To verify these sequencing data, we then performed hMeDIP-qPCR and MeDIP-qPCR analyses to track 5hmC and 5mC changes in the selected regions of Gck, respectively. Consistent with the hMeDIP-seq results, hMeDIP-qPCR analysis demonstrated that 5hmC was rapidly and significantly (P < 0.001) increased in one of the CpG-rich regions of Gck in mouse livers at t= 30 min after glucose injection (Figure 1I). Such a rapid gain of 5hmC was in parallel with a rapid decrease in 5mC at the same locus of Gck (Supplementary information, Figure S1H). Furthermore, 5hmC at the same region of Gck was maintained in mouse livers at t= 30+30 min after the first glucose injection if they received a second injection (Figure 1I). In contrast, 5mC levels remained at a low level at t= 60 min after single or repeated glucose injection (Supplementary information, Figure S1H). There was no change in 5hmC and 5mC levels in a control upstream region of Gck with comparable GC content in mouse livers after glucose injection (Supplementary information, Figure S1I). Finally, qRT-PCR analysis confirmed that the Gck gene became activated in mouse livers as rapidly as 30 min after glucose injection, and its expression levels were further upregulated by repeated glucose injection (Figure 1J). The expression of other glycolytic or gluconeogenic genes was, however, not significantly changed after glucose shock (Supplementary information, Figure S1J). Taken together, these results suggest that 5hmC can undergo dynamic changes, which is associated with the regulation of specific gene expression in response to altered cellular metabolic conditions.

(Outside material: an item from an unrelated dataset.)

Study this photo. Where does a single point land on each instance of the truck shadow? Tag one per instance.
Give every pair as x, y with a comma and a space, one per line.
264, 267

How stable 5hmC modifications are in the genome is currently not known, but could have broad implications to the understanding of epigenetic control and gene regulation. One view holds that while the production of 5hmC is enzymatically catalyzed, its decline or loss in pre-implantation embryos is passively accomplished through a replication-coupled dilution mechanism¹². Our results presented here reveal two novel features of 5hmC regulation. First, TET-catalyzed genome-wide 5hmC production can be dynamically regulated, and 5hmC decline can occur independently of DNA replication. Second, we provide evidence that α-KG, the co-substrate of TET enzymes and a key TCA metabolite, appears to be a critical factor in the regulation of 5hmC dynamics in vivo. Following the injection of glucose, glutamine or glutamate, the concentration of α-KG, which is dynamically and tightly regulated in response to cellular metabolic conditions, exhibits a pattern of increase/decrease that is closely correlated with that of 5hmC. The physiological significance of 5hmC dynamics is supported by the finding that 5hmC and 5mC levels in the promoter regions of Gck gene, a glycogen synthesis pathway gene, were rapidly increased and decreased, respectively, following high glucose shock. An important implication of this study is that besides developmental controls where long-term stable gene silencing or derepression is more desirably achieved by the regulation of 5mC and 5hmC, additional cellular cues, such as metabolic conditions, could also influence the TET enzymes to regulate the status of 5mC/5hmC at specific loci and thus the expression of responsible genes. Moreover, we cannot exclude the possibility that glucose may affect DNA epigenetic modification by other mechanisms. A recent study reported that the nuclear localization and O-GlcNAcylation of TET3 was regulated by glucose metabolism¹³, which was, however, not observed in our current study. It is also possible that glucose may affect the DNA repair pathway and thus demethylation. We show here that the increase of 5hmC can be maintained by repeated glucose injection, indicating that a hyper-5hmC level may be sustained by high glucose. How 5hmC is affected under hyperglycemia conditions and plays a role in gene regulation is another interesting question that warrants future investigations.